Google Workspace is a cloud-based productivity suite that helps teams communicate, collaborate and get things done from anywhere and on any device. It's simple to set up, use and manage, so your business can focus on what really matters.
Watch a video or find out more here.
Here are some highlights:
Business email for your domain
Look professional and communicate as you@yourcompany.com. Gmail's simple features help you build your brand while getting more done.

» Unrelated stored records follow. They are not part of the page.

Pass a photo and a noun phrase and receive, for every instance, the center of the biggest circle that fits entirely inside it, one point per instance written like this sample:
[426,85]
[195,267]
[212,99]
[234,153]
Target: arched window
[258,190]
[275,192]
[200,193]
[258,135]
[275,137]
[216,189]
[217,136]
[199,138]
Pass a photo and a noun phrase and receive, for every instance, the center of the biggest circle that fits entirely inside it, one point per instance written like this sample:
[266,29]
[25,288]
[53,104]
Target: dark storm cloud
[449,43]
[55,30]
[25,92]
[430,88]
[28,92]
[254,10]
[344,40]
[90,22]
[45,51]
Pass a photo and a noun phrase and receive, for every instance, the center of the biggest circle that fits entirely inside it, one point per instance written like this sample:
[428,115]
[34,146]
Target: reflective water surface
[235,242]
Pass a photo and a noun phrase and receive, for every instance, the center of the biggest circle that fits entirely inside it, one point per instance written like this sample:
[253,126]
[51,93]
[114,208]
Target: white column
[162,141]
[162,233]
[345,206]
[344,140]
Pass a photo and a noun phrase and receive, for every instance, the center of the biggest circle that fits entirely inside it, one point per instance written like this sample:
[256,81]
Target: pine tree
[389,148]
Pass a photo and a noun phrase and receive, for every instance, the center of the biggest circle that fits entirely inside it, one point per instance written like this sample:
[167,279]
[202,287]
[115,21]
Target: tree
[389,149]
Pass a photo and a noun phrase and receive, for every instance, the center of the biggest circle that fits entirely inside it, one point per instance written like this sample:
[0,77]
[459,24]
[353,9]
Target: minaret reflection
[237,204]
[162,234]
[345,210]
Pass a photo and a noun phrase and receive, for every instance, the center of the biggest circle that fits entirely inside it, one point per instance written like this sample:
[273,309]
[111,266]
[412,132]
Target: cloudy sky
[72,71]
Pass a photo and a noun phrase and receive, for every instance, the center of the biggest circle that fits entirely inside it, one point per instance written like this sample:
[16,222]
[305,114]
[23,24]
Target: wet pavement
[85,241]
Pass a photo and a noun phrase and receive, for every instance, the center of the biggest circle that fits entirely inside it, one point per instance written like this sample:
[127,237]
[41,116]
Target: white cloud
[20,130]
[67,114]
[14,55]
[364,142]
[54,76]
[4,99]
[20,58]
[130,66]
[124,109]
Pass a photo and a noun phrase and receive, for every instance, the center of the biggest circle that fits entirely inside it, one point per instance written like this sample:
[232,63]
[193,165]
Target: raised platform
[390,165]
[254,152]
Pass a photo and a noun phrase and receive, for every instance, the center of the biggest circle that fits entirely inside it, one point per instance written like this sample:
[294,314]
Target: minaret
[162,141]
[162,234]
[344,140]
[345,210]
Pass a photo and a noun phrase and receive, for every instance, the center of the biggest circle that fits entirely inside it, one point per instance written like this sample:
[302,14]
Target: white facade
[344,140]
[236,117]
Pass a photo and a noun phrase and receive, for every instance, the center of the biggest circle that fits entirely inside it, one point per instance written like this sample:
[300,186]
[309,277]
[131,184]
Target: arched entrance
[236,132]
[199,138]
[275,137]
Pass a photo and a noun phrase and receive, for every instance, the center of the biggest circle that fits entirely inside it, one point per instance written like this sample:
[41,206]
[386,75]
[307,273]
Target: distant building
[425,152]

Access from any location or device
Check emails, share files, edit documents, hold video meetings and more, whether you're at work, at home or on the move. You can pick up where you left off from a computer, tablet or phone.
Enterprise-level management tools
Robust admin settings give you total command over users, devices, security and more.
Sign up using my link https://referworkspace.app.goo.gl/Q371 and get a 14-day trial, and message me to get an exclusive discount when you try Google Workspace for your business.
Google Workspace Business Standard Promotion code for the Americas
63F733CLLY7R7MM
63F7D7CPD9XXUVT
63FLKQHWV3AEEE6
63JGLWWK36CP7WM
Email me for more promo codes
Active Hydrating Toner, Anti-Aging Replenishing Advanced Face Moisturizer, with Vitamins A, C, E & Natural Botanicals to Promote Skin Balance & Collagen Production, 6.7 Fl Oz
Age Defying 0.3% Retinol Serum, Anti-Aging Dark Spot Remover for Face, Fine Lines & Wrinkle Pore Minimizer, with Vitamin E & Natural Botanicals
Firming Moisturizer, Advanced Hydrating Facial Replenishing Cream, with Hyaluronic Acid, Resveratrol & Natural Botanicals to Restore Skin's Strength, Radiance, and Resilience, 1.75 Oz
Skin Stem Cell Serum
Smartphone 101 - Pick a smartphone for me - android or iOS - Apple iPhone or Samsung Galaxy or Huawei or Xaomi or Google Pixel
Can AI Really Predict Lottery Results? We Asked an Expert.
Djamgatech

Read Photos and PDFs Aloud for me iOS
Read Photos and PDFs Aloud for me android
Read Photos and PDFs Aloud For me Windows 10/11
Read Photos and PDFs Aloud For Amazon
Get 20% off Google Workspace (Google Meet) Business Plan (AMERICAS): M9HNXHX3WC9H7YE (Email us for more)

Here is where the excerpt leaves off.